The representative said that only one person out of the nine had shown no improvement after the injection.

Versed was most recently used on a female in early June.

Three women of child bearing age have apparently gotten shots without consent, even though the package insert for Versed suggests that, “the patient should be apprised of the potential hazard to the fetus.”

“A single administration to calm a wildly delirious patient down even if she’s pregnant is much safer to the woman and her unborn child than being allowed to be delirious, hypothermic, hyperventilating and perhaps hypoxic,” Slovis said.

“I would think that with enough people being able to tackle the person to inject them, there should be another way to try to subdue someone without putting an injection in their vein,” Weinberg said.

The biggest side effect that is seen in more than 80 percent of those who are injected with Versed is amnesia.

The side effect raises the question of a person being able to defend themselves in court if they can’t remember what happened.

“If they would’ve said I’d done anything after that shot, hey, I couldn’t have argued that fact. I don’t remember,” Beasley said.

Kalodimos reported that while doing research for this report, she found a post on a paramedics Internet chat site that said, “One good thing about Versed is that the patient won’t remember how he got that footprint on his chest.”

“We’re very careful in Nashville,” Slovis said. “Every instance of Versed use is reviewed by the both medical director, myself, our head of EMS quality assurance.
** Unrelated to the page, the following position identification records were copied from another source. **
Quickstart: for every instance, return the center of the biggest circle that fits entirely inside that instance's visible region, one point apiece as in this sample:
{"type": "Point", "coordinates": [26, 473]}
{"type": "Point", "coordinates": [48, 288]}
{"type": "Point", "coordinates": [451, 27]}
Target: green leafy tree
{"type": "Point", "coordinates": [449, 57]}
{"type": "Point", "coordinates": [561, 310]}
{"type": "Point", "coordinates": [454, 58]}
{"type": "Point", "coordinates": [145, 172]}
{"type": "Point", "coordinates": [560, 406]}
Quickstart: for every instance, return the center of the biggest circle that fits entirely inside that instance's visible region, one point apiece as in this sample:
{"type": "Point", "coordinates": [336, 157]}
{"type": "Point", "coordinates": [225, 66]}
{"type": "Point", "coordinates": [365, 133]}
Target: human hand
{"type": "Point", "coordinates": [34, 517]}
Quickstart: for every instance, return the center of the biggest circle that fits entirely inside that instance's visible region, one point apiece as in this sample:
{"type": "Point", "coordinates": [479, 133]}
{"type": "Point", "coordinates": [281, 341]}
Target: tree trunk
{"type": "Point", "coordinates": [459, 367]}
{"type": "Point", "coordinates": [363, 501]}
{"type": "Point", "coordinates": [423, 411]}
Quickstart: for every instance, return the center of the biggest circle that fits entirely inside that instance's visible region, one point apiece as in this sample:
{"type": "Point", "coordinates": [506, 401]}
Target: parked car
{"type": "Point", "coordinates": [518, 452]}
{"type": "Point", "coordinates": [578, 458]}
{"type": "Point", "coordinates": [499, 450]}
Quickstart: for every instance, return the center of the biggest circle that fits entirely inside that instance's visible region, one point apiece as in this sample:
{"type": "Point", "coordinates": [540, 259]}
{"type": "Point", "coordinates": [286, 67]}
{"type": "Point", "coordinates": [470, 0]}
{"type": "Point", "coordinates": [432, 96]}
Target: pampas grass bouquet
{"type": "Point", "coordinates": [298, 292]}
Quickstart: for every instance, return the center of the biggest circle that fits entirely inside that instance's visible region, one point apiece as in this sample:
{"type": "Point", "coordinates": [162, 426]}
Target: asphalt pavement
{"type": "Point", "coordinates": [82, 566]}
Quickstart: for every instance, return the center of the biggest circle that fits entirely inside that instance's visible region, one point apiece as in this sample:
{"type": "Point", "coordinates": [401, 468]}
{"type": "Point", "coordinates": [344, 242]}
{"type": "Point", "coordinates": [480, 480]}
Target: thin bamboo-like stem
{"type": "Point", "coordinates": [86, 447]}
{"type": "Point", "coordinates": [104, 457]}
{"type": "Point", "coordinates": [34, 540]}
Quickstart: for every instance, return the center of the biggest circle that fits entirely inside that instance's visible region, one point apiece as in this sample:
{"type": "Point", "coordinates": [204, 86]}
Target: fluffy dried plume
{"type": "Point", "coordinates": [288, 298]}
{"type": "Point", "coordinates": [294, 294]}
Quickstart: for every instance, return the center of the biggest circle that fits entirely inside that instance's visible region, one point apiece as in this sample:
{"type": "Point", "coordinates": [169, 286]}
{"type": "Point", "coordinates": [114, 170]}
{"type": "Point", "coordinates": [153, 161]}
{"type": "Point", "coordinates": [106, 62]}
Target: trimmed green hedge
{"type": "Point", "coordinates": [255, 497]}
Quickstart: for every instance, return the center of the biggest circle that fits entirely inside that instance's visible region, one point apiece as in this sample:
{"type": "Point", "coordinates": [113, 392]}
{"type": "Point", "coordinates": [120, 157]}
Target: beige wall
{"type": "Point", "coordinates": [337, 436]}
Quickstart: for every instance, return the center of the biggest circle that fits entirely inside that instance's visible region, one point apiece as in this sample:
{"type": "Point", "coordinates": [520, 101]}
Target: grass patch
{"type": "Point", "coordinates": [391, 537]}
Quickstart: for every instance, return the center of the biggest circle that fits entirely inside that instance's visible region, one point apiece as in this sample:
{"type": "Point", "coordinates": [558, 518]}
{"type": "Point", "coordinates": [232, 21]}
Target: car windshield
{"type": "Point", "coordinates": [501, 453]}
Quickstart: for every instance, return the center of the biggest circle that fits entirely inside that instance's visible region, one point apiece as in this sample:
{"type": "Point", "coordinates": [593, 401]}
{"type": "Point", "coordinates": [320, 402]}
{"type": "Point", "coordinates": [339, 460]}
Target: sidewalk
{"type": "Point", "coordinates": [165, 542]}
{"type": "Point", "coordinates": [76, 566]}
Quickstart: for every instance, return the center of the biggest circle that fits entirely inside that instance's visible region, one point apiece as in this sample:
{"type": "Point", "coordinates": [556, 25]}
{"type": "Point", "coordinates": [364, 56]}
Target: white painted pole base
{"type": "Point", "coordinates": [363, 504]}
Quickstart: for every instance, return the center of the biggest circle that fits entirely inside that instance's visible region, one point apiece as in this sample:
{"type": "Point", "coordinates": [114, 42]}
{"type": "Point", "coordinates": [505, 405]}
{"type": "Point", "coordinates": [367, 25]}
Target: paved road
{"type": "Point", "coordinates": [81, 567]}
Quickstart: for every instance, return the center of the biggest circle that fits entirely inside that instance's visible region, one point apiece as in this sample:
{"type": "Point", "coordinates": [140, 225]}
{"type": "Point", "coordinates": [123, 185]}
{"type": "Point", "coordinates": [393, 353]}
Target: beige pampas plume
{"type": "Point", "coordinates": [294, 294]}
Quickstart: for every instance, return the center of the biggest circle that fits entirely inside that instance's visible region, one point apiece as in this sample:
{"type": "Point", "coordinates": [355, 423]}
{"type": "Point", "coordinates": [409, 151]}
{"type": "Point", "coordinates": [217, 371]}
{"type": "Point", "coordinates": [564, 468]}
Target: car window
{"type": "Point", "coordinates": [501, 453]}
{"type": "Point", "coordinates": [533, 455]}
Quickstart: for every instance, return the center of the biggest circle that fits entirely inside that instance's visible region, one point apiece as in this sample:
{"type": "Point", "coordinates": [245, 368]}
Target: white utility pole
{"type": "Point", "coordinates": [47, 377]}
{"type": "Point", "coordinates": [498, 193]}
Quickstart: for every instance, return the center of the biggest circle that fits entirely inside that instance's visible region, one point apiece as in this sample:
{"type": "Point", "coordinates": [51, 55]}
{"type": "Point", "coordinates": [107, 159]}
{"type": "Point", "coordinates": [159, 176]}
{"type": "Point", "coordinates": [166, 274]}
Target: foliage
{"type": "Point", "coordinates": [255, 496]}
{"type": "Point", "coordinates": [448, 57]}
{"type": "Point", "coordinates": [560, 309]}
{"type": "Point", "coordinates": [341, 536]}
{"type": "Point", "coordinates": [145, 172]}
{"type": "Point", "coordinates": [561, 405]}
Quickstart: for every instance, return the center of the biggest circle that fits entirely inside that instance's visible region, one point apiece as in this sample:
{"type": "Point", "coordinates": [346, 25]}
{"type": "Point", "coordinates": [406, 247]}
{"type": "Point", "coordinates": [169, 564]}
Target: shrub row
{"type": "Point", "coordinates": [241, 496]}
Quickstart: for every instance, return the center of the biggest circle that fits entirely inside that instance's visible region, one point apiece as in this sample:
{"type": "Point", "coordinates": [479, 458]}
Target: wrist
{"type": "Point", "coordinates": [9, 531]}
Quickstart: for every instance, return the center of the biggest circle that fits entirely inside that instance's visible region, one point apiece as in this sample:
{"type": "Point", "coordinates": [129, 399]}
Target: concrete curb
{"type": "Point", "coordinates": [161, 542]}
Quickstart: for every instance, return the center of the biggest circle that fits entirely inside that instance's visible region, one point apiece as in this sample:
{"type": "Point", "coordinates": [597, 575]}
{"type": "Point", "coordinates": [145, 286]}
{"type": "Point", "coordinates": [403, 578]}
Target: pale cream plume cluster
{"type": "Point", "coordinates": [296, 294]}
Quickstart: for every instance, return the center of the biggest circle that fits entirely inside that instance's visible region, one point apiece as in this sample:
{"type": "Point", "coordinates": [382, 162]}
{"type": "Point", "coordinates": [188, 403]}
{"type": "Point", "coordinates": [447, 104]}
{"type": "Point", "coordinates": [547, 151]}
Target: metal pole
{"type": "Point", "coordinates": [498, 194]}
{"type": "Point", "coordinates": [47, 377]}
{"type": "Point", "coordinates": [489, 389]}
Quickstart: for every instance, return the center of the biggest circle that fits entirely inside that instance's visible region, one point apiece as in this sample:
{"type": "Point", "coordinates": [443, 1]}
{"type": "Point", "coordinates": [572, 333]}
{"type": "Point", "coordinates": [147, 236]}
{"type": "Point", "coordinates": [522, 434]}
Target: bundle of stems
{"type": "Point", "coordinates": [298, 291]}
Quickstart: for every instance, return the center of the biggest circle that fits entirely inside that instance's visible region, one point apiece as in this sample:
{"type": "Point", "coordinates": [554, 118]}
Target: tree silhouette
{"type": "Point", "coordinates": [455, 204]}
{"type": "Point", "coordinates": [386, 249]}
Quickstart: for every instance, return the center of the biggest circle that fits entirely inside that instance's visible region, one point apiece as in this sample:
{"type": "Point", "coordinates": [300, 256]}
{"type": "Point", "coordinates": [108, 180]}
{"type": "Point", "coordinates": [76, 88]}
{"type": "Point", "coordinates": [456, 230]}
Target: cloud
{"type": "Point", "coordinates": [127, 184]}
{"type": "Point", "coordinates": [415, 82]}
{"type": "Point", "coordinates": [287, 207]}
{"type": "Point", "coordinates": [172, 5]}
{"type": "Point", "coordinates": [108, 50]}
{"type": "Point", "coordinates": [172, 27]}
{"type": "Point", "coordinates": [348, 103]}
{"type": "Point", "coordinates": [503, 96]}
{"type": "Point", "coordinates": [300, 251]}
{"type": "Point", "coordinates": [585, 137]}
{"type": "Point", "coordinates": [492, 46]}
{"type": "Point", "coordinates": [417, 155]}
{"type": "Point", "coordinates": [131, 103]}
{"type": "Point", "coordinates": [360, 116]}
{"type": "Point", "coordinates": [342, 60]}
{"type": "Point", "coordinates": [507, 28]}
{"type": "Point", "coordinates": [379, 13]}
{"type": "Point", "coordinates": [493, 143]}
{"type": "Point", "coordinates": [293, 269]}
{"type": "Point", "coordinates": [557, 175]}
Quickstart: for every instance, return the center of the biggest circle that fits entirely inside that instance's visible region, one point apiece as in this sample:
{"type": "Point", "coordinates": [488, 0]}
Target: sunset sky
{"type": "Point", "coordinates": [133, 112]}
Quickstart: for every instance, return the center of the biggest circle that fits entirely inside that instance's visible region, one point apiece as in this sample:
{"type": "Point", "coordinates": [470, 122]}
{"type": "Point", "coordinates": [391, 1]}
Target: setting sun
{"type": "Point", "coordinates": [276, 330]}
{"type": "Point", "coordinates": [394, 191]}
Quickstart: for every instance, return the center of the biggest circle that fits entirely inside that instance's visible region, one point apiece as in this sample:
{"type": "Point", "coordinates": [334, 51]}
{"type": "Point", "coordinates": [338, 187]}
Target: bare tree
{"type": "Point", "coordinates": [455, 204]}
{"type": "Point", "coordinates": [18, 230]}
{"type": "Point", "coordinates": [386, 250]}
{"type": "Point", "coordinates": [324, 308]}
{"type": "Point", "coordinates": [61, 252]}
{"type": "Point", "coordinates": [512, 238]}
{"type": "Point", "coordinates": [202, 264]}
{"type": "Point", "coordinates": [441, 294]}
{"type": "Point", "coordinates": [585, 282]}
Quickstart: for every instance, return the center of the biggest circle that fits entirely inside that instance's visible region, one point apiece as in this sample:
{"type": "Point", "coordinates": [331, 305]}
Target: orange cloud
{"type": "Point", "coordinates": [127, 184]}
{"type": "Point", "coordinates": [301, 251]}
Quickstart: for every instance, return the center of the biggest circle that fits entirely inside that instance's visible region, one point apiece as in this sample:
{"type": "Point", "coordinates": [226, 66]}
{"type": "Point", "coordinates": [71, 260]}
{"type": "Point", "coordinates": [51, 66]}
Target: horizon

We make sure that our paramedics treat patients right.”

Miles said it would have been appropriate to put the idea of using Versed before what’s called an Institutional Review Board for study to anticipate problems before they pop up.

“It may well be that a protocol could be designed to test the use of Versed in handling agitated persons at the time of detention. I’m not going to say that’s not possible, but at any rate, you do it under a condition where you collect data rather than simply just going ahead and doing the drug and waiting to see if problems to develop,” he said.

Miles added that, “Doing medicine by the seat of your pants is not the way to develop new therapies.”

Slovis said the shots are given as a medical treatment, not a police function, even though ultimately they aid in an arrest.